Functions for analyzing and visualizing a BCBCSF fitting result

Description

These functions are used to look at the fitting results, especially plot the gene signals.

Usage

reload_fit_bcbcsf (fit_bcbcsf_afile)

bcbcsf_sumfit (fit_bcbcsf = NULL, fit_bcbcsf_afile = NULL, 
               burn = NULL,  thin = 1)

bcbcsf_plotsumfit (sum_fit)

Arguments

fit_bcbcsf_afile

a string of name of a file saving a Markov chain fitting result; it can be found from the value fitfiles of function bcbcsf_fitpred.

fit_bcbcsf

a list of Markov chain fitting result, returned by function reload_fit_bcbcsf and bcbcsf_fitpred; if it is NULL, it will be retrieved by running reload_fit_bcbcsf with value in fit_bcbcsf_afile.

burn, thin

burn of Markov chain (super)iterations will be discarded (burned) for evaluation, and only every thinth are used; by default, 20% of (super)iterations are burned, and thin=1.

sum_fit

a list returned by function bcbcsf_sumfit

Value

reload_fit_bcbcsf returns a list of Markov chain fitting results, including how to do feature selection and data preprocessing.

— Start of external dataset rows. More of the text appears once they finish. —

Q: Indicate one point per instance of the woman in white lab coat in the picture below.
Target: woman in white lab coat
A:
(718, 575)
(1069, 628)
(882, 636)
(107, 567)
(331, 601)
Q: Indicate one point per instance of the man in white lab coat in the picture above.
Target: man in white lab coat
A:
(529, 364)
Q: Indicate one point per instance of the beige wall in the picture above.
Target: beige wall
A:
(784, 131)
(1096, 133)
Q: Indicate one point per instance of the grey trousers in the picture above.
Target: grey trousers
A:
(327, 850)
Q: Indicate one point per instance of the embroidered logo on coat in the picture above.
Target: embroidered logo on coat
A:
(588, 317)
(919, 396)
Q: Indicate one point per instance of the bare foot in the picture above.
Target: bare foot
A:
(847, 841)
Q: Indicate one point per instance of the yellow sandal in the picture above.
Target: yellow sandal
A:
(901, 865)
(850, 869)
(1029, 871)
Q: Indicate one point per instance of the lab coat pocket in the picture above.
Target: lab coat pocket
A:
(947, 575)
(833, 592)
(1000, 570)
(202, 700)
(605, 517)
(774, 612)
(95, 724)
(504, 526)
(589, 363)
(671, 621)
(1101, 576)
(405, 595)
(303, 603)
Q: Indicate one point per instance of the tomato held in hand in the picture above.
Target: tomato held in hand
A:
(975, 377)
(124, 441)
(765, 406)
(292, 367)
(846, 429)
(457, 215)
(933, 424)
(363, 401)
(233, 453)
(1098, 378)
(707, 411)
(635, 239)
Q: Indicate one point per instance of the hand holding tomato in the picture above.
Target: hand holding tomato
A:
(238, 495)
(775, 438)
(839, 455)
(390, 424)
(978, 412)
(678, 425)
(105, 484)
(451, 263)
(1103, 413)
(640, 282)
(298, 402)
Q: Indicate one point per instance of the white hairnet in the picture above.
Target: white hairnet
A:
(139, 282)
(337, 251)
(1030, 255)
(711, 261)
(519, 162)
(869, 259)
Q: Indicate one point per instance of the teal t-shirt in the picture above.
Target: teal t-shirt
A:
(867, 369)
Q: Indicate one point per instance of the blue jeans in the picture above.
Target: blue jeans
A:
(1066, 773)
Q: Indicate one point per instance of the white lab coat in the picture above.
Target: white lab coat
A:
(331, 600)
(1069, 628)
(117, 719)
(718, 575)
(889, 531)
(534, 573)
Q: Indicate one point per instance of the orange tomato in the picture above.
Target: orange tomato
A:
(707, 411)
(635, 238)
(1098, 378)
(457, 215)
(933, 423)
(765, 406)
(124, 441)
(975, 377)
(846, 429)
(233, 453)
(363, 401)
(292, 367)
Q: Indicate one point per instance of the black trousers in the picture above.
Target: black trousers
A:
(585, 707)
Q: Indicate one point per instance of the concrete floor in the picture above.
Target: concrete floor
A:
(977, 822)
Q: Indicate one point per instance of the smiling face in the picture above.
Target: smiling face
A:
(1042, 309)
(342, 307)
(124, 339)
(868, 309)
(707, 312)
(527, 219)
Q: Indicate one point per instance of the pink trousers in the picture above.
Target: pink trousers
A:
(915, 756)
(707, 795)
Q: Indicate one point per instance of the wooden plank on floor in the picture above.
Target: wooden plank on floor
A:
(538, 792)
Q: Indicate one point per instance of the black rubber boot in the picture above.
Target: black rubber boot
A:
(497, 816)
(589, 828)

bcbcsf_sumfit returns a list of point estimates of means and variances.

bcbcsf_plotsumfit returns nothing; it plots the normalized means (for each gene, original expression means substracted by their means and divided by the common standard deviation), and overall signals (Euclid distance of normalized means) for the selected features.


Lymphoma Microarray Data

Description

This is one of the microarray data sets used to demonstrate BCBCSF in the reference article. Information about this data set can be found from the reference.

Usage

data(lymphoma)

Value

lymph.X

a matrix of gene expression data for p = 4026 genes on n = 62 cases in G=3 classes

lymph.y

a vector of class labels coded by 1,2,3.